Davayı temyiz göndereceklerini aktaran Kaya, bunun sadece yerel mahkeme kararı olduğunu bildirerek, “Davanın süreçlerden geçip, üst denetim yollarından geçip tekrardan incelenmesi yolu vardır. Yargıtaya gideceğiz. Temyize gideceğiz. Temyiz sebeplerimizi anlatacağız. Umarım, tahmin ederim, yargıtay bu kararı bozar. ‘Bunu düzeltin, bunu ayaklayın’ der. Kamu vicdanına hitap eden bir sonuç istiyoruz” ifadelerini kullandı.
"BÖYLE DAVALARDA DEVLET ESAS ALINIYOR"
Buna benzer davaların ‘devlet’ esas alınarak sonuçlandığını aktaran Kaya, sözlerine şöyle devam etti:
“Yasalarımız bu konuda eksik değil. Uygulayıcı elinde yasalar bu hale alınıyor. Yasalar mahkemelerde ete kemiğe büründüğü için böyle oluyor. Bizim yargı mensuplarımız karar verici hakimlerimiz, ne yazık ki evrensel insan hakları ilkelerini karar verirken göz ardı ediyor. Daha çok öne çektiği devletin bekası. Devletçi bir yaklaşım sergiliyor. Devlet esas alınıyor. Bireyin hakları talepleri değil de devleti koruyucu hesapları birinci planda dikkate alınan hususlardır.”

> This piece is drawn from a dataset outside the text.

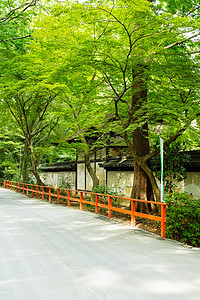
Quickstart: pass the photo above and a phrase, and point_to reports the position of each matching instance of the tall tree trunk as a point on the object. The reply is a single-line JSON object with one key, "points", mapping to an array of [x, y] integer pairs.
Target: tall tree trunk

Muğla Üniversitesi İktisadi ve İdari Bilimler Fakültesi İşletme Bölümü 2'nci sınıf öğrencisi Kurt, 12 Mayıs 2010'da vurularak ağır yaralanmıştı. İzmir Dokuz Eylül Üniversitesi Tıp Fakültesi Hastanesi'ne kaldırılan genç, 19 Mayıs'ta hayatını kaybetmişti. Kurt'un ölümü ile ilgili olarak Muğla Emniyet Müdürlüğü Güvenlik Şubesi'nde görevli polis memuru Gültekin Ş. tutuklanmıştı. Sanık hakkında Muğla Ağır Ceza Mahkemesi'nde "olası kasıtla nitelikli insan öldürme" suçundan açılan dava "güvenlik gerekçesiyle" Eskişehir'e nakledilmişti.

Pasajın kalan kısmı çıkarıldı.